The Northland Train (北陸)
After work ended on my last day of my Turtle Talk project, I begged a ride to Maihama station, sprinted onto the Keiyo Line Express train to Tokyo Station, and made a mad dash for the Shinkansen tracks, where my friend was waiting for me with a ticket. The great thing about Japan is that you can show up 5 minutes before a high speed train trip and have no issues catching the train (don’t try this in Europe, elsewhere in Asia, and definitely not in America). Thus began my first and only journey on the Hokuriku Shinkansen, one of the newest Shinkansen lines.

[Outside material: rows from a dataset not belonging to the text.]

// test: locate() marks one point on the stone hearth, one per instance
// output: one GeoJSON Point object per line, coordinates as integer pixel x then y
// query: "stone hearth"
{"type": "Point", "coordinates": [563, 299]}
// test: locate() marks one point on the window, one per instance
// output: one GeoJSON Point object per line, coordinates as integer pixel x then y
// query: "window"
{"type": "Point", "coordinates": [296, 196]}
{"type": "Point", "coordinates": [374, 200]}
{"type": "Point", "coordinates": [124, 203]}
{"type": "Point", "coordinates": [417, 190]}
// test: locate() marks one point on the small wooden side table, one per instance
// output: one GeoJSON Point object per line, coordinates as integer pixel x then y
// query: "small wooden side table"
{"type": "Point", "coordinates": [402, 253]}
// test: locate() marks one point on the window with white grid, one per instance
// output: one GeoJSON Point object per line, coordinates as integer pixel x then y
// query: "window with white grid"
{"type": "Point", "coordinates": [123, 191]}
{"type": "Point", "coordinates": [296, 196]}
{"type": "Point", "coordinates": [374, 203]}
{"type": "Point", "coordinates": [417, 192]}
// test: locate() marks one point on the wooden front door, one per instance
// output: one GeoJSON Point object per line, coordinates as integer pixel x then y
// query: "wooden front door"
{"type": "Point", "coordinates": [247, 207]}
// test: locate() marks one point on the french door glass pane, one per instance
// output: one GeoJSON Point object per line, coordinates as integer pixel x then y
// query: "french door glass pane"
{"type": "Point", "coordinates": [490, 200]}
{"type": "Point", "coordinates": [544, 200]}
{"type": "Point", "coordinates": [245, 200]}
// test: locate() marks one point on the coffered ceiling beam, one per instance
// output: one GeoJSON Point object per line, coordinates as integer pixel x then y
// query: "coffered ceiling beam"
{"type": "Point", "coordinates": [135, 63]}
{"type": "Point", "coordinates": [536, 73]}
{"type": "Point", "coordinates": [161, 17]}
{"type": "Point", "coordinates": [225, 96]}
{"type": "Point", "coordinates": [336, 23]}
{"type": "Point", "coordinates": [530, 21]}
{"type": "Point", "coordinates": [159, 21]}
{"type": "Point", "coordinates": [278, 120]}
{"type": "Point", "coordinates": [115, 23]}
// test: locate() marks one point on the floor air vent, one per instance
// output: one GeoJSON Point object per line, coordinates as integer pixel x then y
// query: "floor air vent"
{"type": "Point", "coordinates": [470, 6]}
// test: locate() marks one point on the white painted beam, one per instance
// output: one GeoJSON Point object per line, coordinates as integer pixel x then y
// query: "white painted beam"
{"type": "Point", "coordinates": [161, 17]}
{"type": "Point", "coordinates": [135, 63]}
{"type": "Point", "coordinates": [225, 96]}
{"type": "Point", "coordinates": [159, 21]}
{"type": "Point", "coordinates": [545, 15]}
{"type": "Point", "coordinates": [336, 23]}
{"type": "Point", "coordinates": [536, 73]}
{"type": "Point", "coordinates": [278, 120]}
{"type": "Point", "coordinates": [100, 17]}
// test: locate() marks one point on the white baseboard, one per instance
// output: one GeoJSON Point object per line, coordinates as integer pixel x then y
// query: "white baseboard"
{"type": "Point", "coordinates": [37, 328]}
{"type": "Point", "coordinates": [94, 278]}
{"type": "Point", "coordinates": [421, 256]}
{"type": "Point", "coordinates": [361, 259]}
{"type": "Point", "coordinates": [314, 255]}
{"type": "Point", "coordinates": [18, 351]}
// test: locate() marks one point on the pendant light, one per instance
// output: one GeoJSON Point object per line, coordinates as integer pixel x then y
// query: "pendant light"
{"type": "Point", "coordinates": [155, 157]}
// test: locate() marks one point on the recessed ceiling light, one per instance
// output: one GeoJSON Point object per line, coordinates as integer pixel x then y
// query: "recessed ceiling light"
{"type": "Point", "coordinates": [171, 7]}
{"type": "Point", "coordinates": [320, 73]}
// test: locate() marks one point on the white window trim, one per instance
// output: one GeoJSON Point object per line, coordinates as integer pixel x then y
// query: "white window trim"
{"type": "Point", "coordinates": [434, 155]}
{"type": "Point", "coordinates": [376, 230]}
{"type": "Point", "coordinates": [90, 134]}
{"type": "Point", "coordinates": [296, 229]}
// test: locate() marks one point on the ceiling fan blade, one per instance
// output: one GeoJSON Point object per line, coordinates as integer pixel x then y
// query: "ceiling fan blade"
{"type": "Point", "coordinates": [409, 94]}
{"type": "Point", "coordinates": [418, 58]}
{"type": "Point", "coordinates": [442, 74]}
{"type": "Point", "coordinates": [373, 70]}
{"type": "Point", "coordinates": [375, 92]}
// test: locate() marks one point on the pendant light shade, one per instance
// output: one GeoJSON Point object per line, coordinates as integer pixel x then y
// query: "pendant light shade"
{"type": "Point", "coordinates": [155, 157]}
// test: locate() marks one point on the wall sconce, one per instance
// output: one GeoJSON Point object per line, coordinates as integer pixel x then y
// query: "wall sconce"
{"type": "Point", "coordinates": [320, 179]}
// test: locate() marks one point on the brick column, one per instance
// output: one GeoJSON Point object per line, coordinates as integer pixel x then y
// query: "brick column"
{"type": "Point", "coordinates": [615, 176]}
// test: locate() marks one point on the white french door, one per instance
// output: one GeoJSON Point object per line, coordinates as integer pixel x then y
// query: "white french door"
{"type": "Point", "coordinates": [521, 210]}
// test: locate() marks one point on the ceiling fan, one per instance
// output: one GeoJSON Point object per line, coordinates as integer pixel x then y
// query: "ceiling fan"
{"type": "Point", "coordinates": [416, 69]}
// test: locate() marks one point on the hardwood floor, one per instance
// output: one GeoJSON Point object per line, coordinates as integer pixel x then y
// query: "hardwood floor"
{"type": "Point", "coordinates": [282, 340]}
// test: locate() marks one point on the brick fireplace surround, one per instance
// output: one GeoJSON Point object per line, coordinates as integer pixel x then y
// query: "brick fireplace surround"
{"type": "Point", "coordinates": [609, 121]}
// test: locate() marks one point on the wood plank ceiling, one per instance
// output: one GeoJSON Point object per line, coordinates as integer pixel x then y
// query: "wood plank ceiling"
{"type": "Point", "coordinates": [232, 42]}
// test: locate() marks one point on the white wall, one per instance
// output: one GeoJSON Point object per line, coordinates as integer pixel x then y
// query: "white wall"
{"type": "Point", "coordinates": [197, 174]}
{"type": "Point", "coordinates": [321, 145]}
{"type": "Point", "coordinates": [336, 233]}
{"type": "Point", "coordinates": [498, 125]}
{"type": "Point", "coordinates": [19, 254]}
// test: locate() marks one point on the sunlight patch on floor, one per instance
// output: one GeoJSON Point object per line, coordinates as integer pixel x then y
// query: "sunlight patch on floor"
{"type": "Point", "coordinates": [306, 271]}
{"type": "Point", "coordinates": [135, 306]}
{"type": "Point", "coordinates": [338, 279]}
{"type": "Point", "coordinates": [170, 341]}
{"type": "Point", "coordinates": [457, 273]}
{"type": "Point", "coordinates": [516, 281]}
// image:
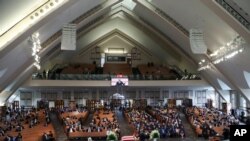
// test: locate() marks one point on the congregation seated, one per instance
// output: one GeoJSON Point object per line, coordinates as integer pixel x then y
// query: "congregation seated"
{"type": "Point", "coordinates": [48, 136]}
{"type": "Point", "coordinates": [20, 124]}
{"type": "Point", "coordinates": [143, 123]}
{"type": "Point", "coordinates": [210, 122]}
{"type": "Point", "coordinates": [102, 122]}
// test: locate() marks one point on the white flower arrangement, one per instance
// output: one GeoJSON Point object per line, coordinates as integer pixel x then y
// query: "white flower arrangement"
{"type": "Point", "coordinates": [112, 136]}
{"type": "Point", "coordinates": [154, 134]}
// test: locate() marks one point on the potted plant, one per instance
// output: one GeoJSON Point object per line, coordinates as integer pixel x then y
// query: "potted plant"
{"type": "Point", "coordinates": [112, 136]}
{"type": "Point", "coordinates": [154, 135]}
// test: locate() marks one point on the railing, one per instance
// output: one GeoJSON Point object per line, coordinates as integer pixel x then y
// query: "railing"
{"type": "Point", "coordinates": [57, 76]}
{"type": "Point", "coordinates": [232, 11]}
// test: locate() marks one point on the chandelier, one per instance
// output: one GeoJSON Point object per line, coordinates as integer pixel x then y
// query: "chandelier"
{"type": "Point", "coordinates": [228, 51]}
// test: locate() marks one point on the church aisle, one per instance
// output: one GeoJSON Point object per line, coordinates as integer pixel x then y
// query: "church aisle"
{"type": "Point", "coordinates": [60, 134]}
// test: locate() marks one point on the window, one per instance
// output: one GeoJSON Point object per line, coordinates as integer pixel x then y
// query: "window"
{"type": "Point", "coordinates": [201, 97]}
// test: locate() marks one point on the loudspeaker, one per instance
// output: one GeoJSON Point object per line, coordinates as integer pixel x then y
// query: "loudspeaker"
{"type": "Point", "coordinates": [197, 43]}
{"type": "Point", "coordinates": [69, 37]}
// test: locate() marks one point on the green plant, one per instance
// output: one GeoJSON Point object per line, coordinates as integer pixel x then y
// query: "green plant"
{"type": "Point", "coordinates": [154, 134]}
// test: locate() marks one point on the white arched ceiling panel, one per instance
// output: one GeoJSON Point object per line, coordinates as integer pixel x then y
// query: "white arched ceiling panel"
{"type": "Point", "coordinates": [223, 85]}
{"type": "Point", "coordinates": [247, 77]}
{"type": "Point", "coordinates": [56, 23]}
{"type": "Point", "coordinates": [128, 29]}
{"type": "Point", "coordinates": [194, 14]}
{"type": "Point", "coordinates": [233, 68]}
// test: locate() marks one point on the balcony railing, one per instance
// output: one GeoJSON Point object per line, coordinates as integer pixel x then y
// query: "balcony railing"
{"type": "Point", "coordinates": [232, 11]}
{"type": "Point", "coordinates": [56, 76]}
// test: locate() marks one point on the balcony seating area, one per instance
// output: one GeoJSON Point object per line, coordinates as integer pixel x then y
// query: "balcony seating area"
{"type": "Point", "coordinates": [152, 72]}
{"type": "Point", "coordinates": [209, 123]}
{"type": "Point", "coordinates": [117, 68]}
{"type": "Point", "coordinates": [79, 69]}
{"type": "Point", "coordinates": [26, 125]}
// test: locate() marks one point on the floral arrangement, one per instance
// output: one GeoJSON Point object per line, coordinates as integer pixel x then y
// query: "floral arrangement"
{"type": "Point", "coordinates": [112, 136]}
{"type": "Point", "coordinates": [154, 134]}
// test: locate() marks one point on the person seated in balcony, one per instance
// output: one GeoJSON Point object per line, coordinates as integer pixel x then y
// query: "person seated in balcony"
{"type": "Point", "coordinates": [119, 83]}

Before this trip, I had only been on the Tokaido Shinkansen from Tokyo to Kyoto and back twice. The train was basically the same on the inside as its Tokaido cousins, with 3-Aisle-2 seating. As we left the city through Ueno station and beyond, the sun set as we popped in and out of tunnels. Then we turned slightly Westward and towards the mountains of central Japan, the journey became primarily underground with only brief moments of seeing lights in the distance. As usual, I enjoyed a bento box on the train.
After a few hours on the train, we got off in the gleaming new station (service started 2015) at Toyama Shinkansen and transferred to a train on the Ainokaze Toyama line. Surprisingly (for Japan—although completely normal in the US) there was a Diesel-powered locomotive on the adjacent platform as we were waiting. Another 30 minutes of waiting and journeying on the train and we arrived at Takaoka Station, a short walk from the Ryokan my friend had booked for the night.
We talked for a bit and settled in for the evening, a long project finished for me, a week of work finished, and a mad dash across Japan just starting.